The success of CAR-T cells has created enthusiasm to genetically modify NK cells with CAR to increase their ability to eliminate tumor cells. CAR-NK cells have several advantages over CAR-T cells. First, unlike CAR-T cells, CAR-NK cells retain an intrinsic ability to recognize and target tumor cells through their native receptors, making tumor cell evasion less likely through down-regulation of the CAR target antigen. Second, CAR-NK cells do not undergo in vivo clonal expansion or immunological rejection, therefore, they do not cause the cytokine release syndrome (CRS) seen in many clinical trials of CAR-T. Finally, NK cells have less stringent requirements for HLA matching and do not have the potential to cause graft-versus-host disease (GVHD), an important risk posed by CAR-T cell immunotherapy, which makes it possible for CAR-NK cells to be ready for off-the-shelf therapeutic use.
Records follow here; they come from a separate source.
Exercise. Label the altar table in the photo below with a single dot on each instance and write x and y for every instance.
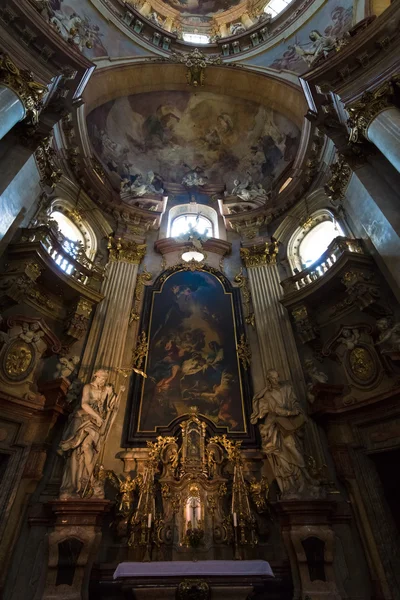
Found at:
(226, 579)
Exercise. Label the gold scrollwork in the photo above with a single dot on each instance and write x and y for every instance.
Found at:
(142, 278)
(18, 359)
(361, 363)
(365, 110)
(196, 63)
(125, 251)
(193, 589)
(243, 283)
(244, 352)
(264, 254)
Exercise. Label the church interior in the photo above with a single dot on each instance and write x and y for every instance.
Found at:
(199, 299)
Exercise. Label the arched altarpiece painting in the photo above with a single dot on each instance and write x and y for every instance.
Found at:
(193, 322)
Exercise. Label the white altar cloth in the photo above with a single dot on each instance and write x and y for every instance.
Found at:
(201, 568)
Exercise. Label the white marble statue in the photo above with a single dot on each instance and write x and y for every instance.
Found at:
(281, 422)
(86, 433)
(141, 185)
(195, 178)
(247, 190)
(389, 336)
(66, 366)
(321, 45)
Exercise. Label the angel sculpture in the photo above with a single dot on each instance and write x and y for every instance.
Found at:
(66, 366)
(259, 491)
(389, 336)
(321, 46)
(127, 487)
(247, 190)
(141, 185)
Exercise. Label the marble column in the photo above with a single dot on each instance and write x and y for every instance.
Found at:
(12, 109)
(277, 344)
(375, 118)
(384, 132)
(275, 335)
(105, 347)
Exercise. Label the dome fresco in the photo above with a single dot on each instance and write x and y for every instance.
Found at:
(173, 132)
(201, 7)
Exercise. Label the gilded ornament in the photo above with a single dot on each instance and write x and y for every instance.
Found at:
(45, 155)
(196, 63)
(340, 177)
(141, 279)
(264, 254)
(193, 589)
(124, 251)
(21, 82)
(18, 359)
(365, 110)
(361, 363)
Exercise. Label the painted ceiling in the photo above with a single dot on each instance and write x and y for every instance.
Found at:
(174, 132)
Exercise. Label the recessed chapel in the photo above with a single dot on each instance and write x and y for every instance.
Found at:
(199, 299)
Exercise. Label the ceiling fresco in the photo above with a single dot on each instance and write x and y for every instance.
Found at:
(202, 7)
(171, 133)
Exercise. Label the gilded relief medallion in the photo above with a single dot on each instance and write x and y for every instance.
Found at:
(18, 360)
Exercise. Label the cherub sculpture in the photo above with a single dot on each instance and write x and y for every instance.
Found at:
(389, 336)
(66, 366)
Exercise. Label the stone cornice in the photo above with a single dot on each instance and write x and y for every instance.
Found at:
(214, 245)
(367, 60)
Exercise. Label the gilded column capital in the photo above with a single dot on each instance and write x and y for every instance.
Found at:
(124, 251)
(365, 110)
(21, 82)
(259, 255)
(341, 173)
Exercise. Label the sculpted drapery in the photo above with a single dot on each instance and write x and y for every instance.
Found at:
(86, 433)
(281, 421)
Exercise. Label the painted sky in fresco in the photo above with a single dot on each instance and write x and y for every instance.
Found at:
(171, 133)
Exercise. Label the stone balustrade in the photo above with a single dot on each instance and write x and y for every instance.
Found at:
(335, 250)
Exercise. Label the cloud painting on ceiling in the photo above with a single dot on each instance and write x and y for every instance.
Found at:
(173, 132)
(201, 7)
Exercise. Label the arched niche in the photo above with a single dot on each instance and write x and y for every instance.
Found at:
(193, 323)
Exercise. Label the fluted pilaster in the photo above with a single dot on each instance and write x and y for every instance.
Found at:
(277, 345)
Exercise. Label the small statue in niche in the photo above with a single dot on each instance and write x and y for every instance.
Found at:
(195, 178)
(126, 488)
(281, 428)
(259, 491)
(66, 366)
(86, 433)
(247, 190)
(138, 187)
(174, 461)
(211, 463)
(314, 377)
(32, 333)
(389, 336)
(349, 338)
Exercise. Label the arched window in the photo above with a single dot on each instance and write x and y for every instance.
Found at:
(184, 223)
(274, 7)
(184, 217)
(317, 240)
(71, 239)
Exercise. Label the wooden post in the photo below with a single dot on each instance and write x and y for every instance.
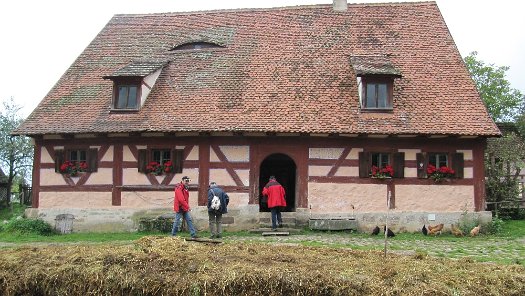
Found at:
(387, 212)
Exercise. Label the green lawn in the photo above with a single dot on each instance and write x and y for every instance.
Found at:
(507, 247)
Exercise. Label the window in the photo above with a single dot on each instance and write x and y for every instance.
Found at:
(77, 155)
(126, 97)
(377, 93)
(88, 157)
(438, 159)
(162, 157)
(380, 160)
(367, 160)
(197, 46)
(454, 161)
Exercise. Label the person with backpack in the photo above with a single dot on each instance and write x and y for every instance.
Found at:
(181, 206)
(276, 201)
(217, 205)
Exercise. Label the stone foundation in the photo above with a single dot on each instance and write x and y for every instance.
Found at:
(249, 217)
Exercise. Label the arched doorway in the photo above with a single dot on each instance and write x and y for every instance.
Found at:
(284, 169)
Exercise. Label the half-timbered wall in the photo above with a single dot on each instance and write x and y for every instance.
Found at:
(328, 179)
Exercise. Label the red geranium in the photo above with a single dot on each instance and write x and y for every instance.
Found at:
(381, 173)
(154, 168)
(73, 167)
(443, 172)
(168, 167)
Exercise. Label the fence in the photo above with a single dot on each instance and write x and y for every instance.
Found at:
(25, 194)
(3, 194)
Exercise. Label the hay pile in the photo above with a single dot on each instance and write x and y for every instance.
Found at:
(172, 266)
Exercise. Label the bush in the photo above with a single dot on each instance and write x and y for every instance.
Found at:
(159, 224)
(495, 226)
(33, 226)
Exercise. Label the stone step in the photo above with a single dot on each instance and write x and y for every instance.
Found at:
(275, 233)
(269, 229)
(286, 220)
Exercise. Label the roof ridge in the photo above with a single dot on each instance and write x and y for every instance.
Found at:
(277, 8)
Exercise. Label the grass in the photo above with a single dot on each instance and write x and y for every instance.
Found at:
(13, 211)
(160, 265)
(506, 247)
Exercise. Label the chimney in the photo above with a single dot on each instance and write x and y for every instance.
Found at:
(340, 5)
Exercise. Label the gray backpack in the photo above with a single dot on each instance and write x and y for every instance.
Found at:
(215, 202)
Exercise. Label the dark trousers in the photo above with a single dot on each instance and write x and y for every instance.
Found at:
(276, 217)
(215, 223)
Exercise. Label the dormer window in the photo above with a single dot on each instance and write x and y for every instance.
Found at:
(375, 80)
(133, 83)
(377, 93)
(126, 95)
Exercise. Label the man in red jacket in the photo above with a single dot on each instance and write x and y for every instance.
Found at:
(181, 206)
(276, 201)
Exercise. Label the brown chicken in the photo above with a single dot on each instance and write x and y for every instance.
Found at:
(475, 230)
(434, 230)
(455, 230)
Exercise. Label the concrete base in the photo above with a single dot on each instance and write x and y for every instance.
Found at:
(118, 219)
(333, 224)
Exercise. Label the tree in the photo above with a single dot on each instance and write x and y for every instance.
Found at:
(504, 162)
(502, 101)
(16, 152)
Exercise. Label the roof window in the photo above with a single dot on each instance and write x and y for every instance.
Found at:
(196, 46)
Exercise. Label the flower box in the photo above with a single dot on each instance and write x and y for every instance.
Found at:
(386, 172)
(439, 174)
(73, 168)
(158, 169)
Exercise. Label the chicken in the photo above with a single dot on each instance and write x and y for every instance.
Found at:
(455, 230)
(435, 229)
(475, 230)
(376, 230)
(389, 232)
(439, 227)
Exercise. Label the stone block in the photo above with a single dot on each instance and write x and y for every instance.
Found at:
(333, 224)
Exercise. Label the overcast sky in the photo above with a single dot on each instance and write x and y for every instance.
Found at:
(41, 39)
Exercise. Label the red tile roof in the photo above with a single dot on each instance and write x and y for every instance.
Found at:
(280, 70)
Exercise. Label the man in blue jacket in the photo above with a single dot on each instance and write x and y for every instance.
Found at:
(216, 209)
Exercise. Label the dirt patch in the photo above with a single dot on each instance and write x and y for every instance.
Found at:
(172, 266)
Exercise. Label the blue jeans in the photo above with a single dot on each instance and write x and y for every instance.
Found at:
(276, 217)
(178, 219)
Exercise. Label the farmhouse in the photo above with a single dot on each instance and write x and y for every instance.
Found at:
(348, 105)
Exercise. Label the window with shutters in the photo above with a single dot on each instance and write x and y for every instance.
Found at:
(160, 161)
(74, 161)
(431, 164)
(387, 164)
(126, 93)
(377, 93)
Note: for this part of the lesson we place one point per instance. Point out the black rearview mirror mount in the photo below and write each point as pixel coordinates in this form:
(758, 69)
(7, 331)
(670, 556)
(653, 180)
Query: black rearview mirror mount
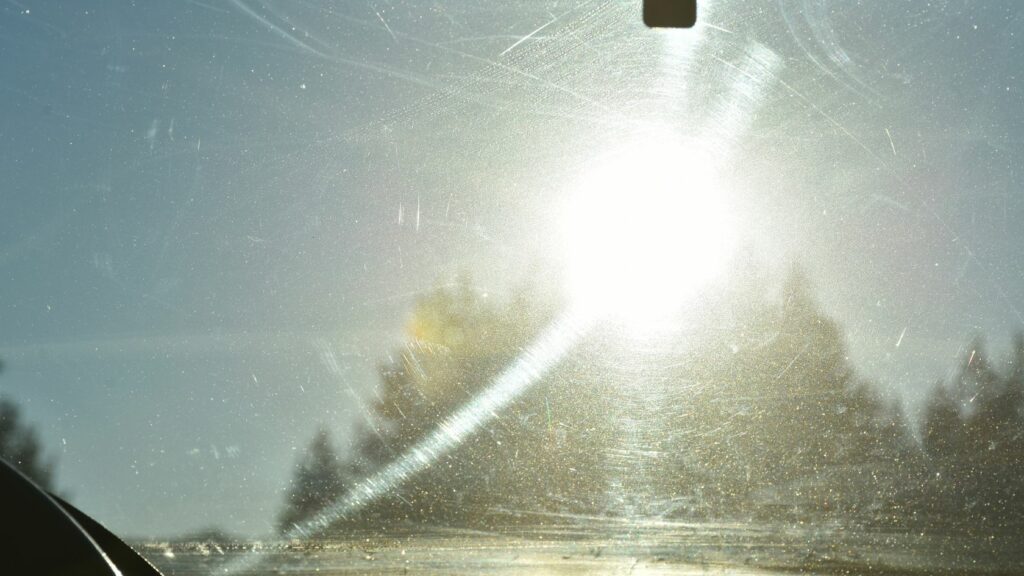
(670, 13)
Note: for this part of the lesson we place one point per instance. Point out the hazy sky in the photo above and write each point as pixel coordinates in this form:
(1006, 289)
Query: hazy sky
(215, 214)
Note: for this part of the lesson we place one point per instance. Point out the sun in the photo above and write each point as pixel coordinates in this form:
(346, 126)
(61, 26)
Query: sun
(646, 227)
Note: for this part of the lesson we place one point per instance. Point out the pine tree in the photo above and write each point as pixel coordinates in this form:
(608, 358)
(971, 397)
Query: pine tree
(19, 445)
(318, 481)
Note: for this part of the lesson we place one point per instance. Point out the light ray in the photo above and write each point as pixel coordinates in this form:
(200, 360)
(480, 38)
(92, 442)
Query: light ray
(543, 355)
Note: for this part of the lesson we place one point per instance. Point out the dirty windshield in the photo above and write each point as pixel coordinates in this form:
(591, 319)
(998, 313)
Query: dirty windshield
(518, 287)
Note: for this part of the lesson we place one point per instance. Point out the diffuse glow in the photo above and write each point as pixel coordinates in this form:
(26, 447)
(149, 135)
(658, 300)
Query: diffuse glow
(644, 230)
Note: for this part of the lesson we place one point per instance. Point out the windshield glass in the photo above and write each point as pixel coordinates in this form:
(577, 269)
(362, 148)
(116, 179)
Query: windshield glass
(526, 285)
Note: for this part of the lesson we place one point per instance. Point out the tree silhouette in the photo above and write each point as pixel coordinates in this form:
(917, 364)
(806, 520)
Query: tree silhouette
(537, 456)
(19, 445)
(973, 441)
(320, 479)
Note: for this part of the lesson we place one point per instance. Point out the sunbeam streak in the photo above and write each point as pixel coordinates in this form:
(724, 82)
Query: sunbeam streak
(543, 355)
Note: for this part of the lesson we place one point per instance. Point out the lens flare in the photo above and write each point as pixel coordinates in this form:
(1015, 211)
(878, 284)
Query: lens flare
(645, 229)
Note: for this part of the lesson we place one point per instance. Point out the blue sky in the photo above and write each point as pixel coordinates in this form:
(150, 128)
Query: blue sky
(215, 215)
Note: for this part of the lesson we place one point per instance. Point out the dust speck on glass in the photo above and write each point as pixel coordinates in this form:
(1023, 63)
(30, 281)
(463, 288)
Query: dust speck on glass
(451, 286)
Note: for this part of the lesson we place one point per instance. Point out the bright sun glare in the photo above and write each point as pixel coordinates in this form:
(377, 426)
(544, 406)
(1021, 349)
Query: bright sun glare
(646, 227)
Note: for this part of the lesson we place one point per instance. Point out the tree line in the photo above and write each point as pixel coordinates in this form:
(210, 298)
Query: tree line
(755, 412)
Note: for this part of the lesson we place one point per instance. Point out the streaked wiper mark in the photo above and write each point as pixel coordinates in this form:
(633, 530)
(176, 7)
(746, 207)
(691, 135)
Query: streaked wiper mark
(543, 355)
(276, 29)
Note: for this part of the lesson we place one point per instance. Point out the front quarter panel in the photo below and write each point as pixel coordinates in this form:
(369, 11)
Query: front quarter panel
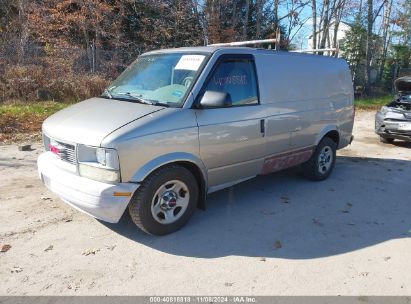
(169, 136)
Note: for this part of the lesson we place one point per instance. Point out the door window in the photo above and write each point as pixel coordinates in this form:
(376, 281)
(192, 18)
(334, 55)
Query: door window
(237, 78)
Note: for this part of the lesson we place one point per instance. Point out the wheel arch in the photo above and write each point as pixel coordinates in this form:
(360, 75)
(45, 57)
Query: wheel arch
(186, 160)
(330, 131)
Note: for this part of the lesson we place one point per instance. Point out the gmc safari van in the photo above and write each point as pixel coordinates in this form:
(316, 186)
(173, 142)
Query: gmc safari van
(178, 124)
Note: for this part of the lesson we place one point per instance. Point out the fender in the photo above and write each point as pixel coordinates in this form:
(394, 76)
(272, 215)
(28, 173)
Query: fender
(165, 159)
(324, 131)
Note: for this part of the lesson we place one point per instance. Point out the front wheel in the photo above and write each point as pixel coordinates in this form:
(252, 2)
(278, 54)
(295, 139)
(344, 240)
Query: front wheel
(386, 140)
(165, 201)
(322, 161)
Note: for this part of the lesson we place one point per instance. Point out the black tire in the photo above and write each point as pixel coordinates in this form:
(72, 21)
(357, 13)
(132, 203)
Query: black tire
(140, 207)
(312, 169)
(386, 140)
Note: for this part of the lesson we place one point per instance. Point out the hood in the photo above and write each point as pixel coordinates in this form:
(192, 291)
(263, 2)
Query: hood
(88, 122)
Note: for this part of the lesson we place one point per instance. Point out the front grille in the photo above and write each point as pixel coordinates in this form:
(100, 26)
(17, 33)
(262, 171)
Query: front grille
(64, 151)
(67, 152)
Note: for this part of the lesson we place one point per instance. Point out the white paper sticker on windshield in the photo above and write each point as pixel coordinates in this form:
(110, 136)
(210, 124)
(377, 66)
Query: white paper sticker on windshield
(190, 62)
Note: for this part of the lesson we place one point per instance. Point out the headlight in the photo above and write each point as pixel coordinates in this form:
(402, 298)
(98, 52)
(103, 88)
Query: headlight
(98, 163)
(384, 110)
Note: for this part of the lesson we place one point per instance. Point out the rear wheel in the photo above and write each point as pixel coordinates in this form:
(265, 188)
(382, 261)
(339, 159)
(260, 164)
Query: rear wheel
(165, 201)
(322, 161)
(386, 140)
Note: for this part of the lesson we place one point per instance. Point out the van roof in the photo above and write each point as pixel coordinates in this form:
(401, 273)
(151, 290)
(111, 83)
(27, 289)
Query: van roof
(212, 49)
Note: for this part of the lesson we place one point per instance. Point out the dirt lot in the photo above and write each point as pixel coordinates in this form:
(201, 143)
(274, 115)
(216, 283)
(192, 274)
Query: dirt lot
(277, 234)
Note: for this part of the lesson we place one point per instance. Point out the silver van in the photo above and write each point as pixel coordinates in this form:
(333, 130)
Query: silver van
(178, 124)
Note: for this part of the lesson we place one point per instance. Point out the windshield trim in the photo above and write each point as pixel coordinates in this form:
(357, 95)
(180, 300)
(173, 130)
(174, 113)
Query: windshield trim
(195, 79)
(107, 92)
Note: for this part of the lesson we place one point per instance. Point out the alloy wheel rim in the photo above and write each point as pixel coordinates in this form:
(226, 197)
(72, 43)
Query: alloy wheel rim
(170, 202)
(325, 159)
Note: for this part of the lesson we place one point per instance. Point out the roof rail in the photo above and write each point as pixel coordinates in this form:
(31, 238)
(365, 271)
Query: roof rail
(336, 50)
(240, 43)
(276, 41)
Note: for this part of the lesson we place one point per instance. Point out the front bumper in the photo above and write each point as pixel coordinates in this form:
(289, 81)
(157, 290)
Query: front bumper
(92, 197)
(397, 129)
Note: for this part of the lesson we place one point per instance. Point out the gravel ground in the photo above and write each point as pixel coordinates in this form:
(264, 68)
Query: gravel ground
(275, 235)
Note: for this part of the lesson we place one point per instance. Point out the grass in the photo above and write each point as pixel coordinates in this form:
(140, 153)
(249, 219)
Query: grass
(19, 121)
(38, 108)
(372, 103)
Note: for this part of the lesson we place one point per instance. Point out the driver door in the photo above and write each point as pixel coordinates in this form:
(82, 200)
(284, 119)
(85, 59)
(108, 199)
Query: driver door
(232, 143)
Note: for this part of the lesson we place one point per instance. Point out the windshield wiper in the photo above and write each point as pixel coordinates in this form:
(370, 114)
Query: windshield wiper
(158, 103)
(144, 101)
(107, 92)
(136, 98)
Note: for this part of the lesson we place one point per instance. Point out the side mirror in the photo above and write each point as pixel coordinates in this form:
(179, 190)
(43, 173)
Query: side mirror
(214, 99)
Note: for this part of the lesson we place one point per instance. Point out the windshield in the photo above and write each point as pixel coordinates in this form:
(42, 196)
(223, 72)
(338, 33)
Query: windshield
(159, 79)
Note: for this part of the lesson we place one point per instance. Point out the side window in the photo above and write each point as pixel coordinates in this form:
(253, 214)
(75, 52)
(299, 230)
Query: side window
(237, 78)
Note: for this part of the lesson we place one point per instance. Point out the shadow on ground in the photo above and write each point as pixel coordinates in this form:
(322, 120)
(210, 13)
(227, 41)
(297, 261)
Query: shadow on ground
(365, 202)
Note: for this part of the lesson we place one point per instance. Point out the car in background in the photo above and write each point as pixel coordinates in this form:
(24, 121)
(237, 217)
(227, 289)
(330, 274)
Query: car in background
(393, 121)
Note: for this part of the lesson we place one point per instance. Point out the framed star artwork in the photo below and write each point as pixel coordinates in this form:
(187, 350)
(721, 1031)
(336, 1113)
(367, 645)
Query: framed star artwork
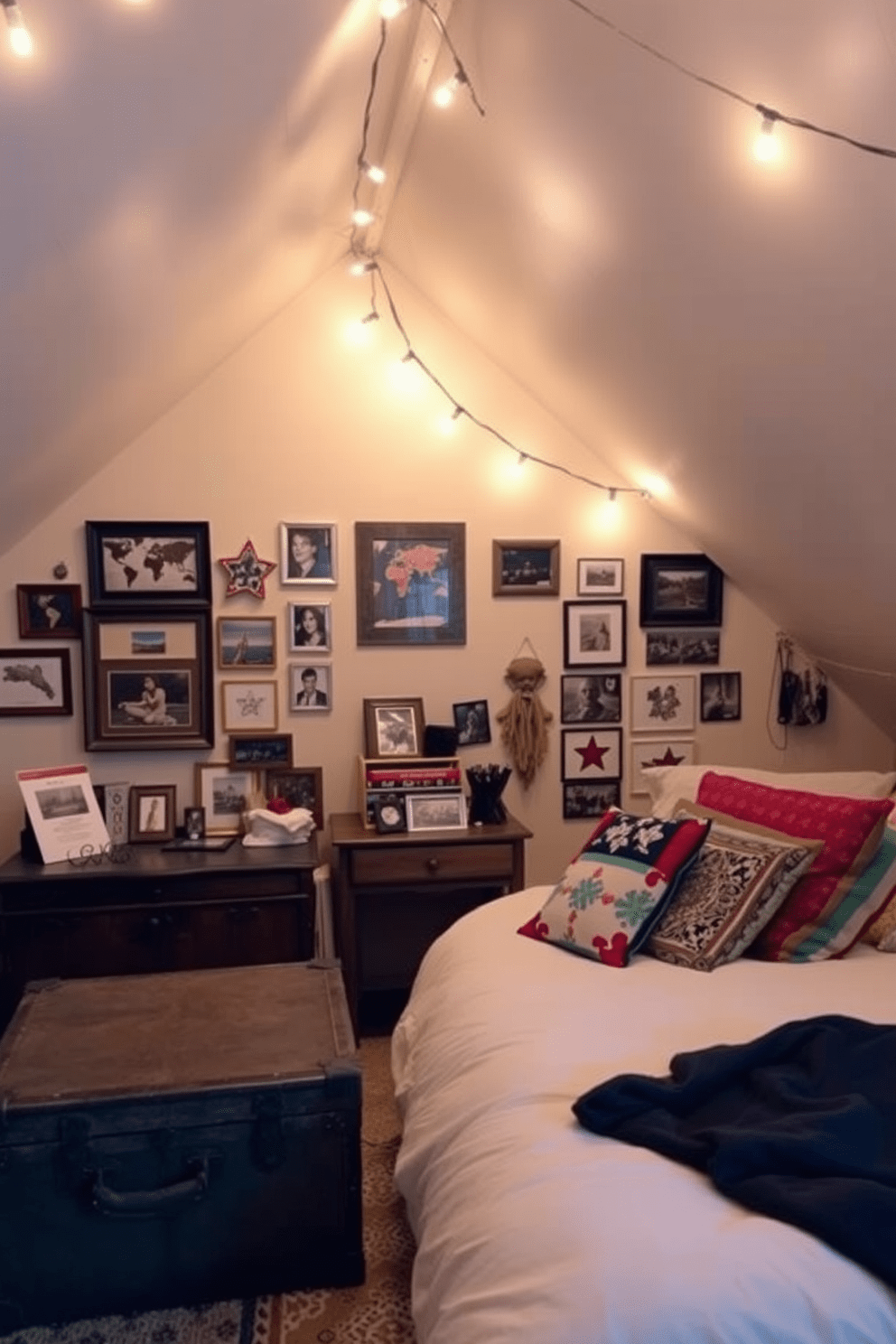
(246, 573)
(592, 754)
(647, 751)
However, NK survival and cell expansion are still challenging obstacles. Our hypothesis is that new fourth-generation CAR constructs, modulating IL-15 or IL-27 pathways, may promote significant increases in NK cell proliferation, activation, cytokine secretion and tumor cytolytic activity. In order to test this hypothesis, our research group developed anti-CD19 CARs co-expressing soluble IL-15 or IL-15 complexed to its RA receptor and IL-27 (fourth-generation CARs). Our data highlighted that these three new vectors (4th generation) were more efficient than CAR.19 (second generation) in NK-92 cells. However, molecular mechanisms related to the activation and response of these constructs are not yet elucidated. Based on our preliminary data, the aim of this study is to evaluate the transcriptome profile of NK-92 modified with the different constructs, as well as to identify signaling pathways and immunological checkpoint molecules that can be modulated by these cytokines. Furthermore, this work aims to evaluate the cytotoxic potential of these vectors in primary NK cells in vitro and in vivo.